Just this week I read a CityLab piece about another voucher program that people who are at least 18 years old can participate in –voting and political campaigns.

Based on the success Seattle has seen with their Democracy Dollars program other cities like Albuquerque, NM and Austin, TX are looking into handing out campaign finance vouchers as a way to get a broader segment of the community involved with the political system.

…eligible residents vouchers totaling $100 to donate to the local candidate of their choice. Candidates who opted in to the program had to agree to strict guidelines on how to spend the money they received. The idea behind the pilot was that giving the equivalent of money to constituents who don’t usually have the resources to support their candidates—pensioners and the homeless, for example—would spur greater political participation.

These stories got me thinking that having a similar voucher program that people could use to donate to their favorite arts organization might inspire a broader range of the community to become involved with arts organizations. It may even help bring funding to organizations that have been marginalized or don’t have the resources to apply for formal grants.

According to the CityLab article, studies conducted on Seattle’s program did see participation by a more economically diverse segment of the community. However,”…voucher use was greater for older, white, and middle- and high-income voters.”

Surveys have shown similar results during free admission days for museums. Rather than attracting people who don’t normally visit the museum, most free admission days are patronized by those who are already visiting the museum.

The fact that voucher use was greatest by older, white, middle/high-income voters doesn’t mean that there isn’t potential to involve a broader range of people. It just may take more time and effort to help people feel empowered to participate.

“Yet low-income voters who did participate said they appreciated the opportunity: “It feels like I’m more a part of the system,” one voucher user told the Seattle Times in 2017. “People like me can contribute in ways that we never have before.”

While I express optimism that vouchers would help spread funding around to arts and cultural groups that don’t normally receive it, I imagine some government entities might require groups to officially register as approved recipients. This type of requirement potentially poses the same barrier to organizations as needing a grant writer.

It obviously doesn’t need to be that way. The Italian government’s voucher scheme was intended to be used for a wide range of things like buying books, taking classes and admission to events.
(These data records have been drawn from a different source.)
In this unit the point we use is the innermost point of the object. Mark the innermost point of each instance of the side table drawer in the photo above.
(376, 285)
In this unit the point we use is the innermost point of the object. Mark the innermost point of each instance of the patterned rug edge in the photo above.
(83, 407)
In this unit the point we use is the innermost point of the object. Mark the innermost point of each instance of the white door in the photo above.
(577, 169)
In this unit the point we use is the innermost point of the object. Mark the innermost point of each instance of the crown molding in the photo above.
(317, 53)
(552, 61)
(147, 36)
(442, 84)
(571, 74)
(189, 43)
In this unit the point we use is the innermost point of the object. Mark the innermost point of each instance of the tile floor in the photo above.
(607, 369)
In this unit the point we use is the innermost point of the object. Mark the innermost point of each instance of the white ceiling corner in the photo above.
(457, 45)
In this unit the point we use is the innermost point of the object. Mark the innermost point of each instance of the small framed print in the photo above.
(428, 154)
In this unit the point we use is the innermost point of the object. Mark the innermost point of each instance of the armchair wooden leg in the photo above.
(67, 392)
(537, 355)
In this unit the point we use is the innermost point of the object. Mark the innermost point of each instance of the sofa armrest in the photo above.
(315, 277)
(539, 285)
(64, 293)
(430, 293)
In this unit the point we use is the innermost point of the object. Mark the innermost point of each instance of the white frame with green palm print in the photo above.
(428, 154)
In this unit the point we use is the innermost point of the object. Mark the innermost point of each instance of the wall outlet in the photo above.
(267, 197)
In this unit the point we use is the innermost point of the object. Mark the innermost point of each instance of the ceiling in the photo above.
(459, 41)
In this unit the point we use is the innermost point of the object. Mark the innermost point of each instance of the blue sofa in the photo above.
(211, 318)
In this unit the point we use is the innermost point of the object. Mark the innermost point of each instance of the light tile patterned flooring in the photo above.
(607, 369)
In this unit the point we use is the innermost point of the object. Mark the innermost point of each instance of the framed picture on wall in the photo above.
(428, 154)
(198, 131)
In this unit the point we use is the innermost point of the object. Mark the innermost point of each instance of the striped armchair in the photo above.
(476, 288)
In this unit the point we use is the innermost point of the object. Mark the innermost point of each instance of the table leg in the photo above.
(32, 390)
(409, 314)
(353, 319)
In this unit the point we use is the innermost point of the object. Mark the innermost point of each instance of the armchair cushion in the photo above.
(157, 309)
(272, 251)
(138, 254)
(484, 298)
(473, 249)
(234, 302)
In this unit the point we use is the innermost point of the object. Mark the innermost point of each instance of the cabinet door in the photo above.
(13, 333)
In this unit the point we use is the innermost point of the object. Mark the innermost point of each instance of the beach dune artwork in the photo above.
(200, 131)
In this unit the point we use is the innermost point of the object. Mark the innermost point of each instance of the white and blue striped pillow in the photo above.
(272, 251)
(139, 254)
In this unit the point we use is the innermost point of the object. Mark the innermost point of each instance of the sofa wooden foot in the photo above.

Though admittedly since they distributed the funds via an app, being able to accept the voucher funds may have required registration and paperwork. On the other hand, just as cell phones and tablets have lowered the barrier to being able to accept credit cards through a simple swipe, the same app that displays a voucher’s QR code could also be employed to scan codes and accept payment. All of which is probably less work than writing a grant.